Jim Colton, a golfer from Chicago who belonged to a club in Colorado, heard a caddie there had become paralyzed skiing, and Colton organized a golf marathon to pay for the caddie's medical bills.
This was the beginning of Colton's Hundred Hole Hike, a website that allows golfers to earn donations for the charity of their choice in return for their 100-hole commitments.
"In the same way that Jim Colton didn't know the caddie, it was a kind of pay-it-forward effect," said Zuckerman, who decided to play for Liam's cause.
"It came from out of nowhere," Joe Steffen said. "I don't even know him that well. It's just an amazing act of charity."
"Sometimes it's simply amazing what other people will do for you out of the kindness of their hearts," Janet Steffen said.
When Zuckerman decided he would play 100 holes, Secession was the easy choice.

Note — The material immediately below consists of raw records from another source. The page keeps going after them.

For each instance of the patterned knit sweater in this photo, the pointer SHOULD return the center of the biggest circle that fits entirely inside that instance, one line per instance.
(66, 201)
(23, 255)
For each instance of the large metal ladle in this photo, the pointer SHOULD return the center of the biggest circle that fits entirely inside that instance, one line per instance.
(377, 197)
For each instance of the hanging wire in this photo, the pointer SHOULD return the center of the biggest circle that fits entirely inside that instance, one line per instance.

First of all, Zuckerman is a member. Second, the course is flat.
"It's a walking golf course," Zuckerman said.
The club put Zuckerman up Thursday night, club employees constantly checked to see if there was anything he needed and he had the course virtually to himself as the club had just reopened after three weeks of maintenance.
"We tried to help," Secession general manager John Marsh said. "We actually have a number of charities we try and help each year. Any time a member comes to us with something he wants us to support, we look at it to see what we can do."

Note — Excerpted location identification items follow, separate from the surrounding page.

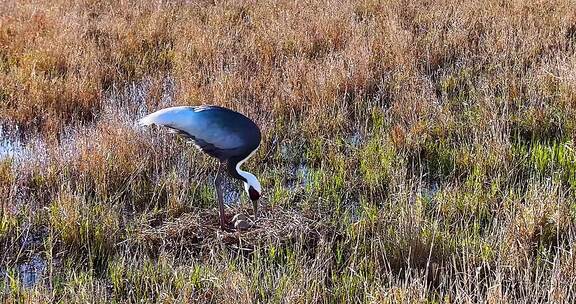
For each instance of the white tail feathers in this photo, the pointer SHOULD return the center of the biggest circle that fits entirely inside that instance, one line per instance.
(166, 117)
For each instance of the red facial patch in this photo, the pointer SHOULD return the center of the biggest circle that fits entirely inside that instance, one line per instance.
(254, 195)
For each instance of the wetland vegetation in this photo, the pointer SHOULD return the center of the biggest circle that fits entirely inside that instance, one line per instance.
(413, 151)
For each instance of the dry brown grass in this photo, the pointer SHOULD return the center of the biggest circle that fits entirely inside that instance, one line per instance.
(414, 151)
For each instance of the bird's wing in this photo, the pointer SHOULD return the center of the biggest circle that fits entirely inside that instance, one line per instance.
(210, 131)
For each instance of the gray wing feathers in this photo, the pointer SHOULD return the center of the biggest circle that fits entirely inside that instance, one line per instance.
(206, 129)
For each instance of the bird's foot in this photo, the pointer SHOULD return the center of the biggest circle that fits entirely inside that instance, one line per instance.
(241, 222)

Zuckerman teed off at 6:39 a.m. on No. 1 and immediately put his ball in the marsh. Luckily the tide was low and he was able to hit out of the sand. But this would become a trend.
The pace of play didn't bother Zuckerman, but may have affected his putting.
"I'm a fast player anyway, often to my detriment. I do feel the pressure to keep up the pace. That's probably why I've missed six or seven putts this long," said Zuckerman, holding his arms spread wide.
After five complete rounds (90 holes), several changes of shoes and socks, a break for lunch and even a quick shower, Zuckerman seemed to get a late second wind.
For the first time in six tries, he put his drive on the fairway on the first hole.
"Yes sir!" Zuckerman shouted.
He then birdied No. 3 and No. 5 on the way to a 38 on the front nine, his best nine-hole score of the day.
"Maybe one of the reasons I was playing so well late was that I realized didn't have the back nine to play," Zuckerman said.
After he two-putted No. 10 just after 7:30 p.m. to complete his 100th hole, Zuckerman celebrated on the green. Roughly 11 hours and a lot of sweat later, Zuckerman had finished what he started.
Zuckerman said he was just as impressed with his ability to challenge himself and come through as he was with the act of charity.
"I did enjoy it, I'll admit that," Zuckerman said. "But I'm really glad I'm done."